I am trying to mimic a more class-like inheritance model using JavaScript, but I hit a problem when trying to mix this with the idea of JavaScript Proxies.
To make a long story short, in the definition of my Class type I have a function _super() with the semantics "when method X on an instance of subclass B invokes _super(), call method X on parent class A":
Class A
.X() {...}
^
|
|
Class B
.X() {..._super(); ...}
I am relying on the function.caller.name approach to get me the name of the invoking method (in our example, "X"). Then I call it on the parent class.
const Class = {
...
_super: function _super(...args) {
// Get a handle on the function in which this function is invoked:
const callerMethod = _super.caller.name;
...
},
...
};
This works correctly. The problems started when I added a Proxy object on top of my Class construct (I want to trap some method calls).
function traceMethodCalls(obj) {
const handler = {
get(target, propKey, receiver) {
const origMethod = target[propKey];
return function (...args) {
// Do stuff
};
},
};
return new Proxy(obj, handler);
}
Now, function.caller in the _super() method is the anonymous function in the Proxy handler object (obviously...), and this messes up the program flow.
My question: is there a way to circumvent this? Or think about it differently? Or do I have to give up on the *.caller.name approach altogether?

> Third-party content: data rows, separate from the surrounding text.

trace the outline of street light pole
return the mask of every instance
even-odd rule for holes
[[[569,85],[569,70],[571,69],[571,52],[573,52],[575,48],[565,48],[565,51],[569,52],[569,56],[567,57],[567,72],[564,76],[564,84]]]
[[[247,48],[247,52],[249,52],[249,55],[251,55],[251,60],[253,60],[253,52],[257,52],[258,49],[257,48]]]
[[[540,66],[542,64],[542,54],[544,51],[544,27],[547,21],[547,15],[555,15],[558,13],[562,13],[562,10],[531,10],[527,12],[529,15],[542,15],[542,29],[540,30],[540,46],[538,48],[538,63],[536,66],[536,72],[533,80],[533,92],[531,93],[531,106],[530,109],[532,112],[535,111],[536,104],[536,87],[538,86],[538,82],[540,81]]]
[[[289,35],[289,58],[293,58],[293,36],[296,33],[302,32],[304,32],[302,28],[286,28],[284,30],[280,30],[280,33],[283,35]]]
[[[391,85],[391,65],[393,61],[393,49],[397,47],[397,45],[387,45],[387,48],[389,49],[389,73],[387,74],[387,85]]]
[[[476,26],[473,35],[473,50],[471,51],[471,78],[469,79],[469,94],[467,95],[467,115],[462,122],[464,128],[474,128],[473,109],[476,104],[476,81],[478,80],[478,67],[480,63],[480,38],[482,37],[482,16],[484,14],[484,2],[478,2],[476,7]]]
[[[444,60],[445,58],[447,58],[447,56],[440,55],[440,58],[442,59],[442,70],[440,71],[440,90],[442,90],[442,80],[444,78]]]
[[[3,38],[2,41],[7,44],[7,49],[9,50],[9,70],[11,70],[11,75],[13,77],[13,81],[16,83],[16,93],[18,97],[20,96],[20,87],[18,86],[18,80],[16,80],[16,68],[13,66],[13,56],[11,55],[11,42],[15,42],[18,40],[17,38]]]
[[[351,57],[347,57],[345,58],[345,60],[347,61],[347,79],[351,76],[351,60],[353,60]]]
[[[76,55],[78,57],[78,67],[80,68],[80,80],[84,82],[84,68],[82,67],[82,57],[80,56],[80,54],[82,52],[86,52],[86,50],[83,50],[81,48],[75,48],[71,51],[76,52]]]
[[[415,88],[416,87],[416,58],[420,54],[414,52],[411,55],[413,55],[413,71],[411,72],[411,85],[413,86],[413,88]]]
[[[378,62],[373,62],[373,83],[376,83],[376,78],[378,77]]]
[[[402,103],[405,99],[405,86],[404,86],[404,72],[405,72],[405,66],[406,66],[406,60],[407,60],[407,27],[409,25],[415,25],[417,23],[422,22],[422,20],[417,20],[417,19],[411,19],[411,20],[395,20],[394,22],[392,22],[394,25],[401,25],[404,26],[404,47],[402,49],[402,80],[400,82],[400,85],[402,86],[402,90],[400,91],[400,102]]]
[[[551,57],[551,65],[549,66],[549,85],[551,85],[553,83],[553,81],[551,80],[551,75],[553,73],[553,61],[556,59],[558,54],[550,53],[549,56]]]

The only thing that comes into mind is to inspect the stack to find the first thing that isn't "_super". Quite silly IMO, but here it goes.
const Class = {
_super: function _super(...args) {
let callerMethod;
let s = (new Error)
.stack.split('\n')
.slice(2);
while (s.length && s[0].includes('_super'))
s.shift();
let m = (s[0] || '').match(/^\s*at\s\w+\.(\w+)/);
callerMethod = m ? m[1] : null;
console.log('super call [%s]', callerMethod)
},
foo: function () {
this._super()
}
};
function traceMethodCalls(obj) {
const handler = {
get(target, propKey, receiver) {
const origMethod = target[propKey];
let f = {
[propKey]: function (...args) {
console.log('tracing', propKey)
origMethod.bind(this)()
}
};
return f[propKey];
},
};
return new Proxy(obj, handler);
}
obj = Object.create(Class)
obj.foo()
traced = traceMethodCalls(obj)
traced.foo()
In general, to rely on function names in always dangerous (think uglifiers et al). I guess it would be fair to say that you can't get bare super
working in js without some kind of precompilation e.g. annotations.